A former employee of the Augusta National Golf Club has been sentenced to a year in federal prison for stealing Masters golf tournament merchandise and memorabilia. Richard Brendan Globensky, 40, from Evans, Georgia, admitted to transporting and transferring stolen goods across state lines. U.S. District Judge Sharon Johnson Coleman also ordered him to pay $3,448,842 in restitution to Augusta National.
The sentence was announced by Morris Pasqual, Acting United States Attorney for the Northern District of Illinois, along with Douglas S. DePodesta, Special Agent-in-Charge of the FBI's Chicago Field Office. The FBI’s Art Crime Team provided valuable assistance in the case.

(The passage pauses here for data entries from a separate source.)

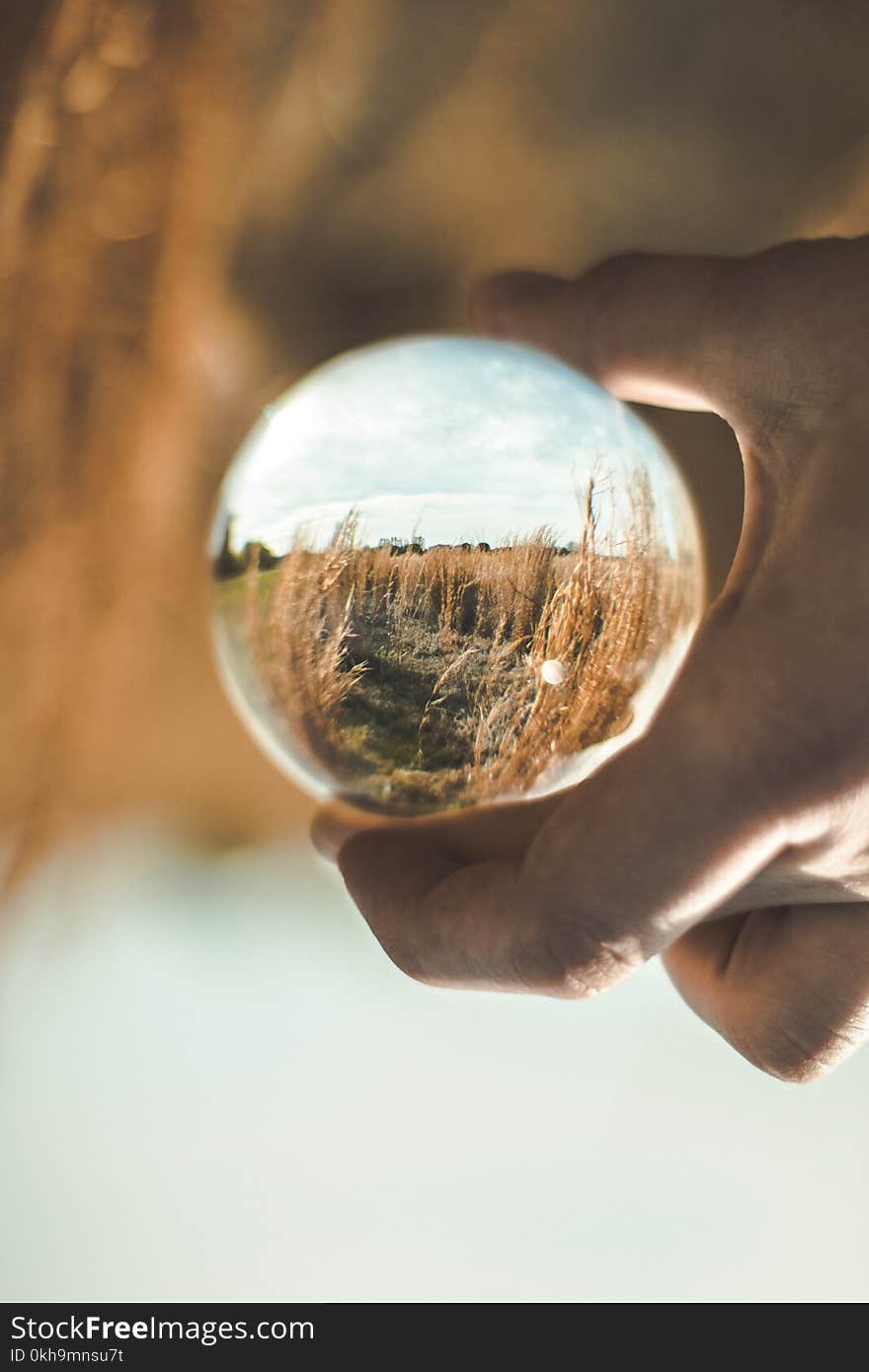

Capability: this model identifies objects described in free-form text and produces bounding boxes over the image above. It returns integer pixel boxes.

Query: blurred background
[0,0,869,1302]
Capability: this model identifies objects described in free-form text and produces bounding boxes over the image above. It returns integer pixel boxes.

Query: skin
[0,0,868,1077]
[314,237,869,1081]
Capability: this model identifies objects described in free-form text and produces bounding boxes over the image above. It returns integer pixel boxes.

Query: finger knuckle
[515,917,645,1000]
[735,1003,856,1085]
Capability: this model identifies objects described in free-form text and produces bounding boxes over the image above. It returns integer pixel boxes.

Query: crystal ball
[210,337,703,815]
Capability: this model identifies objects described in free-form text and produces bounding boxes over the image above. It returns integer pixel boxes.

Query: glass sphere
[211,337,703,815]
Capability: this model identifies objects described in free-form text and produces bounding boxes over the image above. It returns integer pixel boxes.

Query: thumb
[471,254,744,428]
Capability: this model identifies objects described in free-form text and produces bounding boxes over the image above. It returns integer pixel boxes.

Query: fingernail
[468,271,566,338]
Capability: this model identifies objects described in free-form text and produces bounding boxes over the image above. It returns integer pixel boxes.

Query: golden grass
[240,481,686,812]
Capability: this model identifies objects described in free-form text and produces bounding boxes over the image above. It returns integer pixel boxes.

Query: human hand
[314,239,869,1081]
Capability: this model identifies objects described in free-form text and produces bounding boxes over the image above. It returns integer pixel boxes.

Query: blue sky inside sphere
[215,337,694,556]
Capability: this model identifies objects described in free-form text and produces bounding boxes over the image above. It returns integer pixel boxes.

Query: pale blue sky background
[218,338,694,553]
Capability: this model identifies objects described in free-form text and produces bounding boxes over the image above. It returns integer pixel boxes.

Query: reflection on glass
[211,338,701,815]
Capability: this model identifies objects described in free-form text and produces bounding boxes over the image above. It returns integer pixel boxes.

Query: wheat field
[226,479,687,813]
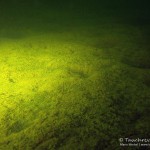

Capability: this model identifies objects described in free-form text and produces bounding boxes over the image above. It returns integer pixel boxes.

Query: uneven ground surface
[0,2,150,150]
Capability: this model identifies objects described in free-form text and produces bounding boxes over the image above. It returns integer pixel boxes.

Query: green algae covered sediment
[0,1,150,150]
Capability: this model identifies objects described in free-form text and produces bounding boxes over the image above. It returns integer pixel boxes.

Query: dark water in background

Globensky confessed that between 2009 and 2022 he stole various items while working as a warehouse assistant at the club. The stolen goods included Masters shirts, hats, flags, watches, and other merchandise. He also took historically significant memorabilia such as Green Jackets awarded to tournament winners Arnold Palmer, Gene Sarazen, and Ben Hogan. Globensky sold these items to an online broker in Florida for approximately $5.3 million and nearly $300,000 worth of memorabilia to the same broker and an associate.
The brokers later resold the stolen items at higher prices. At least one item ended up with a collector in Chicago.
Over six years of criminal activity, Globensky spent over $370,000 on vehicles and a motorboat and more than $160,000 on Walt Disney-themed vacations. He also invested nearly $600,000 in building a custom home in Georgia and about $32,000 at luxury retailer Louis Vuitton.
Assistant U.S. Attorney Brian Hayes stated that "the funds Globensky obtained enabled him and his spouse to live a lifestyle far beyond their means," adding that "the manner in which he spent the proceeds suggests greed was his primary motivation for committing the offense."